---
name: verification-before-completion
description: Use when about to claim work is complete, fixed, passing, verified, release-ready, or ready to commit, merge, publish, or hand off.
---

# Execute

→ About to claim "done", "passing", "fixed", "complete"? → **Run the verification command first. Then claim.**
  1. Identify: what command proves the claim?
  2. Run: full command, fresh, complete
  3. Read: output, exit code, failures
  4. Verify: output confirms claim? → state claim WITH evidence. Doesn't? → state actual status.
→ Done when: exact command run, output confirms, residual risk stated, confidence graded.
  Non-trivial code changes → also report Complexity Delta and Complexity Governance Suggestion.
  Governance/retirement work → also close Repair Track + Retirement Track + Residual Risk.

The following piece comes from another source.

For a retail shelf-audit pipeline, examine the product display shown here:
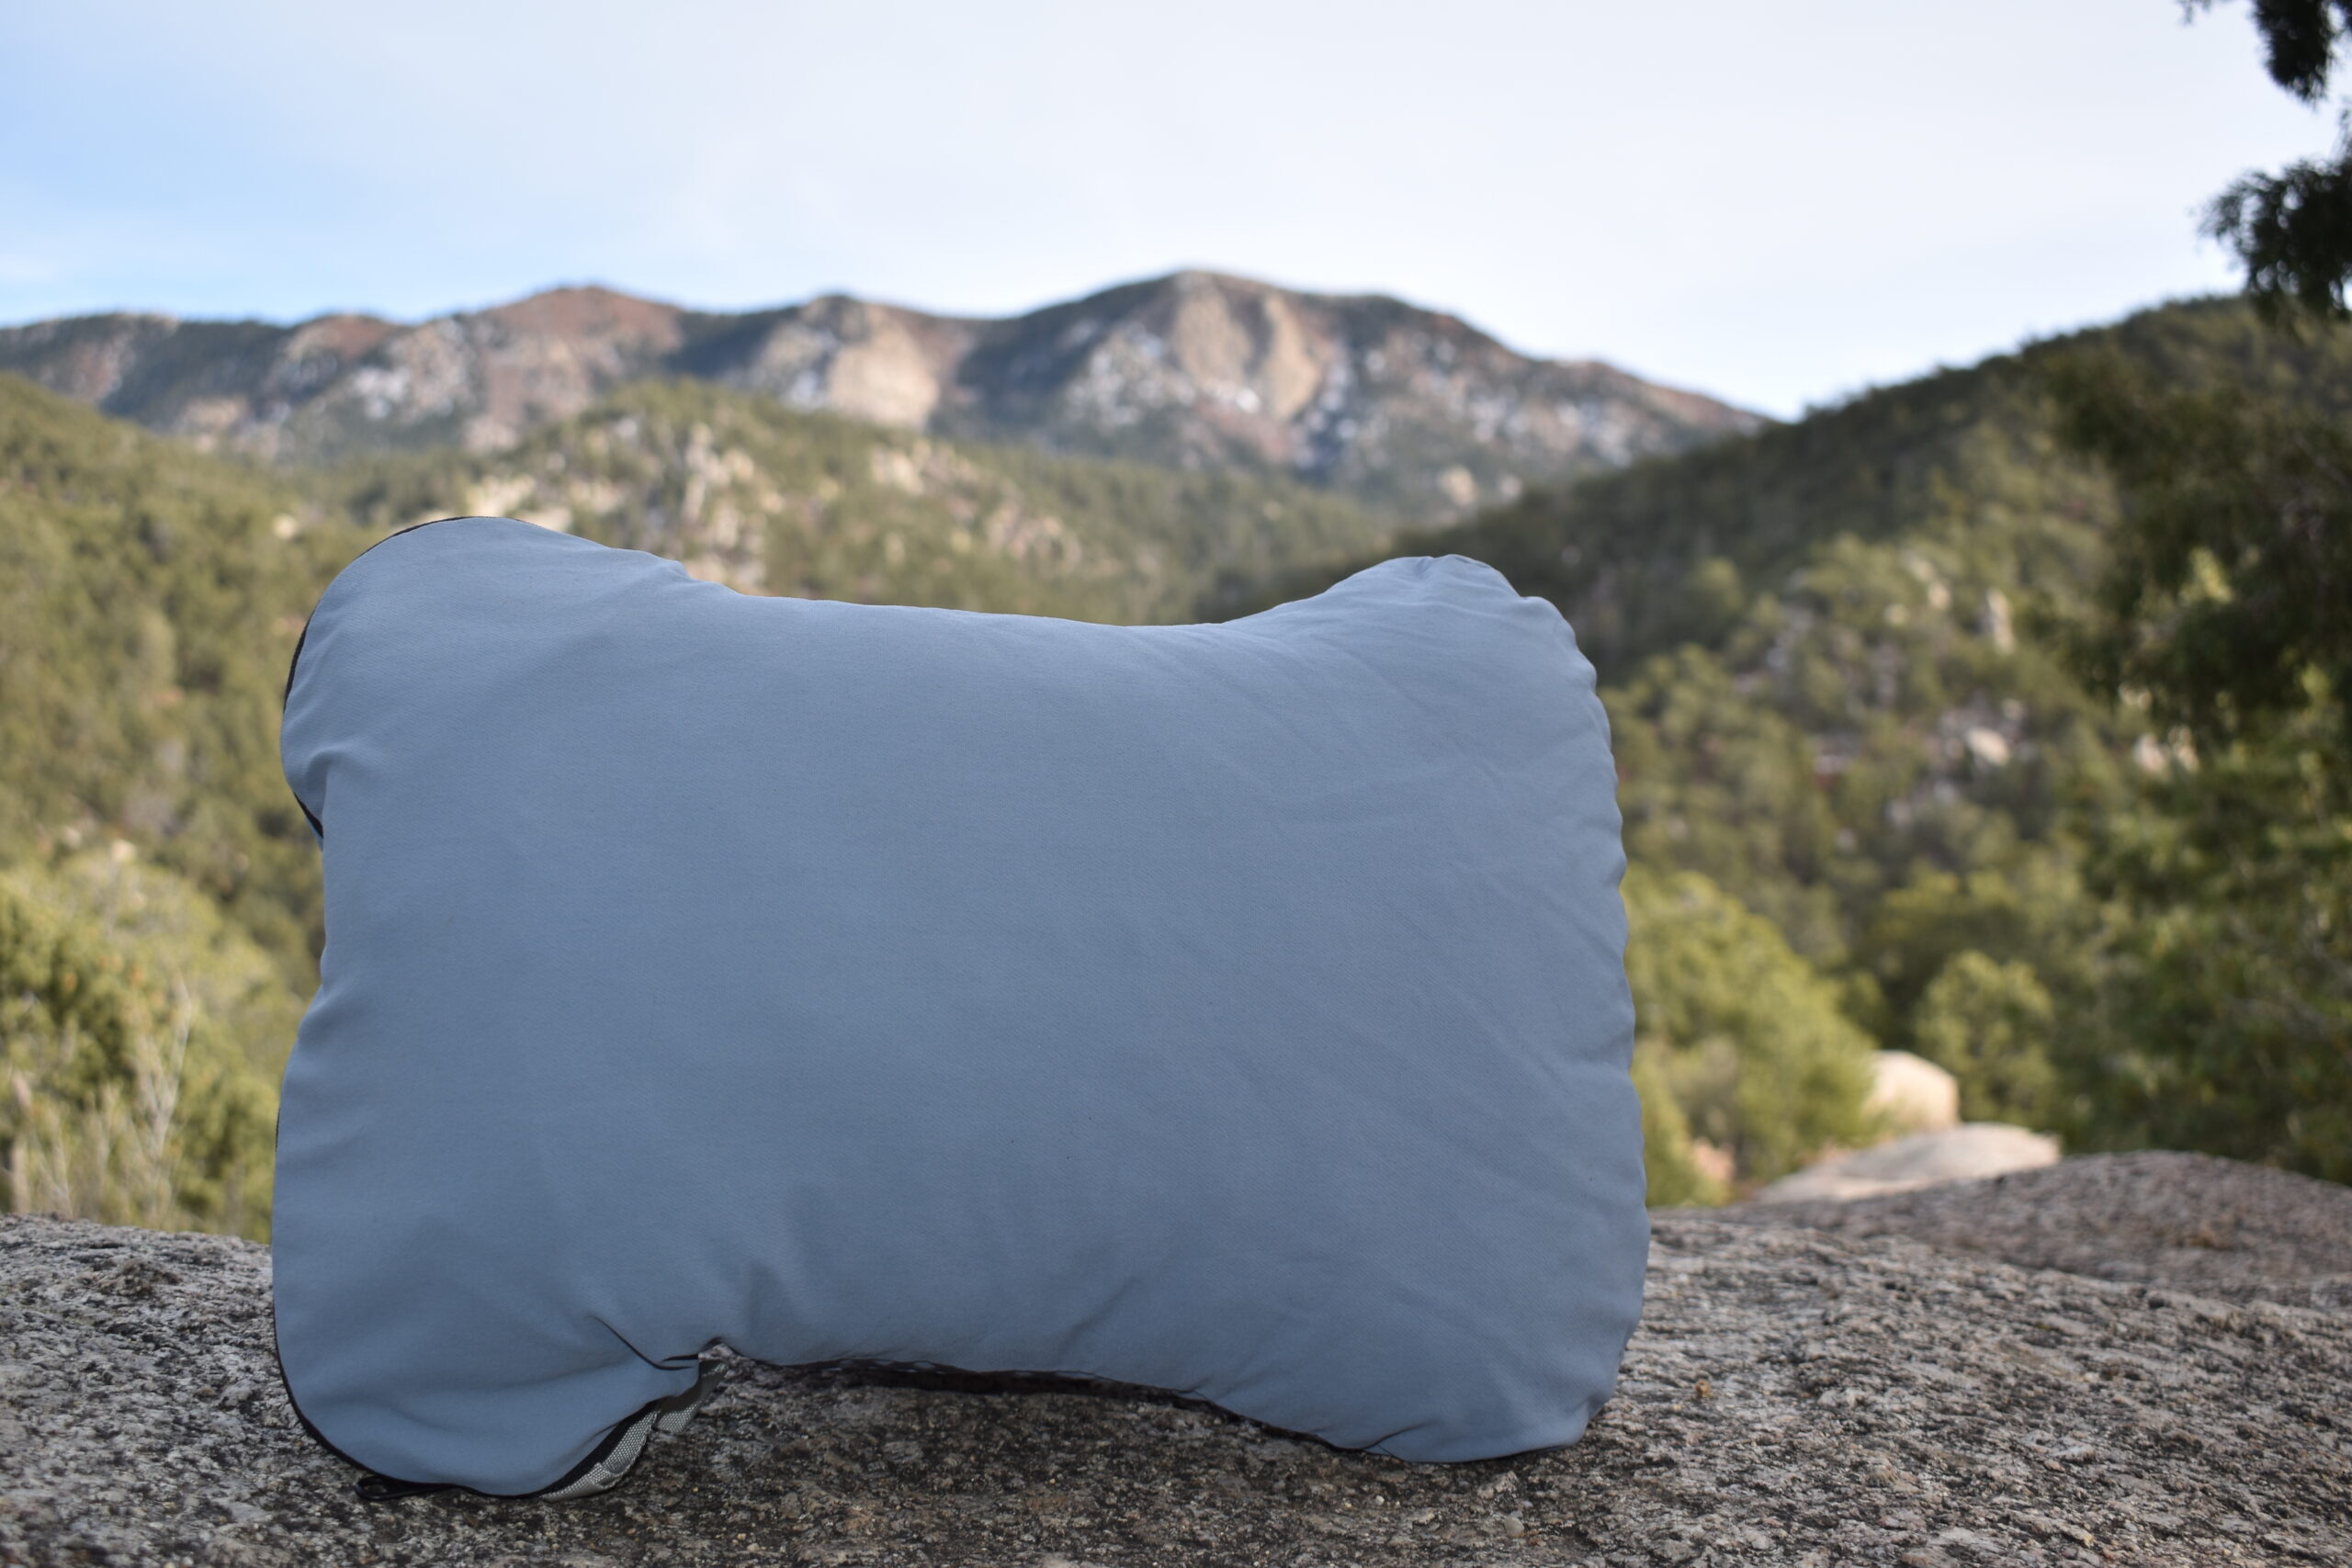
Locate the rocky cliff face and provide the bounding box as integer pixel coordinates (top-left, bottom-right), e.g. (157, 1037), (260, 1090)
(4, 1153), (2346, 1567)
(0, 273), (1761, 514)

# Verification Before Completion

## Overview

Claiming work is complete without verification is dishonesty, not efficiency. Evidence before claims, always.

## Red Flags - STOP

- Using "should", "probably", "seems to"
- Expressing satisfaction before verification ("Great!", "Perfect!", "Done!", etc.)
- About to commit/push/PR without verification
- Trusting agent success reports
- Relying on partial verification
- Thinking "just this once"
- Tired and wanting work over
- **ANY wording implying success without having run verification**

## When To Apply

Before ANY success/completion claim, expression of satisfaction, commit, PR, task completion, or delegation. Applies to exact phrases, paraphrases, and implications.

## QA Closure

Before any success claim, include the required evidence semantic slots. Natural
prose, localized headings, or compact cards are all valid when the slots remain
explicit and auditable.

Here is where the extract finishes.